Thanks to their sterilising effect, UV-C LEDs have experienced a huge surge in demand as a result of the COVID-19 pandemic. But there is more to UV light than just sterilisation. For example, it can be used to neutralise unpleasant odours, enable fruit and vegetables to grow without natural sunlight and keep produce fresher for longer after harvesting. It can accelerate the drying and curing process of plastic coatings or paints, for example, and detect the composition of pharmaceutical drugs via spectroscopy.

For such applications, Rutronik offers all the necessary components – from UV lamps, modules, lenses and LED drivers to fans for thermal management and control sensors, for example, for UV, VOC (volatile organic compounds) and PIR (passive infrared sensors). Furthermore, Rutronik has developed two boards: the first is an evaluation board that uses a VOC sensor to detect odours and neutralises them with UV-A LEDs plus a photocatalytic filter; the second board enables the sterilisation of air, water and surfaces with the help of UV-C LEDs.

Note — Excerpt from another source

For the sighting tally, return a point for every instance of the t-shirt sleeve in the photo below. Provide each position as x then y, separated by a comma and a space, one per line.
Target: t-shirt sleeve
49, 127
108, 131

The difference between disinfection & sterilisation

Figure 6. Germ-free water straight from the faucet: the Lextar faucet UV-C sterilisation module, with a power consumption of 10 to 30 W, cleans at a flow rate of between 2 l/min & 12 l/min
Figure 6. Germ-free water straight from the faucet: the Lextar faucet UV-C sterilisation module, with a power consumption of 10 to 30 W, cleans at a flow rate of between 2 l/min & 12 l/min

Disinfection reduces the number of germs that can cause disease to such an extent that there is no longer any risk of infection.

During sterilisation, all microorganisms, such as bacteria, fungi, spores or viruses, are removed or killed in all their stages of development.